Core multipoles and polarization effects affect the term values and spectroscopy of Rydberg states, and, conversely, Rydberg state spectroscopy provides a window into the nature of ground electronic state charge distributions, and into polarization due to configuration interaction. As experimental resolution continues to increase through the introduction of techniques like chirped mm-wave techniques for Rydberg systems, more details about the core electronic structure as a function of Rydberg state quantum numbers (n,\ell) and internuclear separation, R, will become available. Existing modeling of the CaF Rydberg spectrum, although extensive, is not ready for the challenge of higher resolution measurements. Even for the existing data, MQDT calculations (based on a two center effective potential with limited atomic polarization) show reasonable agreement at equilibrium R, but deviates from the phenomenological QDT fit with R.

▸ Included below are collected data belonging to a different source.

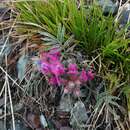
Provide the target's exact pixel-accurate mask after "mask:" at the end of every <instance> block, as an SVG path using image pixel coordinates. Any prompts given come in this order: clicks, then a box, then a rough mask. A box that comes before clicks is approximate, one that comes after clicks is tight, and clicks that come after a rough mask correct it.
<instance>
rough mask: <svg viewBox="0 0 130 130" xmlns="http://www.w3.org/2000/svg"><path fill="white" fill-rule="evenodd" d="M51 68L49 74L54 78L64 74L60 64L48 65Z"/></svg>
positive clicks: (58, 63) (63, 68)
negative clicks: (52, 75)
mask: <svg viewBox="0 0 130 130" xmlns="http://www.w3.org/2000/svg"><path fill="white" fill-rule="evenodd" d="M50 68H51V72H52V73H53V74H54V75H55V76H59V75H63V74H64V73H65V68H64V67H63V65H62V64H60V63H59V62H57V63H55V64H51V65H50Z"/></svg>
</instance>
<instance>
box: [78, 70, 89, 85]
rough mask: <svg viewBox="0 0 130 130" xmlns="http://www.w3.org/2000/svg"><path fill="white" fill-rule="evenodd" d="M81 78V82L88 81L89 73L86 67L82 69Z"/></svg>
mask: <svg viewBox="0 0 130 130" xmlns="http://www.w3.org/2000/svg"><path fill="white" fill-rule="evenodd" d="M80 80H81V82H86V81H88V76H87V73H86V71H85V70H84V69H82V72H81V75H80Z"/></svg>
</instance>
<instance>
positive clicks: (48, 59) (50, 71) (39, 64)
mask: <svg viewBox="0 0 130 130" xmlns="http://www.w3.org/2000/svg"><path fill="white" fill-rule="evenodd" d="M38 69H39V70H40V72H42V73H43V74H44V75H45V76H46V77H47V79H48V83H49V84H50V85H52V86H63V87H64V93H70V94H74V95H75V96H80V87H81V85H83V84H85V83H87V82H88V81H90V80H93V79H94V73H93V70H92V69H89V70H88V71H86V70H85V68H82V70H81V71H80V70H79V69H78V66H77V64H76V63H69V64H68V66H67V67H65V65H64V64H62V62H61V53H60V51H59V50H58V48H53V49H51V50H50V51H47V52H42V53H41V54H40V58H39V61H38Z"/></svg>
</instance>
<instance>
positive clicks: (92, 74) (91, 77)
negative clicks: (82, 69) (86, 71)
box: [87, 70, 94, 80]
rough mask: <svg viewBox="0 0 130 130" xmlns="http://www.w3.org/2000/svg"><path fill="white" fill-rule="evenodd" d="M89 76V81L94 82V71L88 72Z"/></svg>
mask: <svg viewBox="0 0 130 130" xmlns="http://www.w3.org/2000/svg"><path fill="white" fill-rule="evenodd" d="M87 76H88V79H89V80H93V79H94V73H93V72H92V70H89V71H88V72H87Z"/></svg>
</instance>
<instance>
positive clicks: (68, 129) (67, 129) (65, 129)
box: [60, 127, 72, 130]
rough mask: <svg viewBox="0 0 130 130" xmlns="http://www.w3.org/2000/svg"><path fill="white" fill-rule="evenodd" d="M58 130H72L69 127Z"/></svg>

We have performed a series of all-electron calculations for CaF+ itself, and for CaF+ with a test negative charge fixed at distances and angular positions around the core with a range of R, with a goal of improving our understanding of the nature and magnitude of polarization effects for polar diatomics like CaF. In analyzing these results, we have considered core moments through the octupole, and polarizabilities and hyperpolarizabilities defined in perturbation theory to 4th order that contribute to the e--core energy in first and second order. Polarization contributes to ab-initio energies with characteristic (r, ) dependence that allows the contributions to be identified by type and as a function of R. Terms describing asymmetric polarization like dipole-dipole and dipole-octopole are found to contribute more strongly than symmetric terms like quadrupole-quadrupole. The fields present in the e --core interaction are so high that the F- anion polarizability is approaching saturation at R=Req=3.54 a0, while the Ca+2 polarizability is still independent of R.
We will describe the energy expression in the simple effective potential, describe the more complete form including multipolar and polarization terms in Cartesian and spherical coordinates, present two methods for determining polarizabilities, and compare these ab-initio results with the limited experimental information currently available.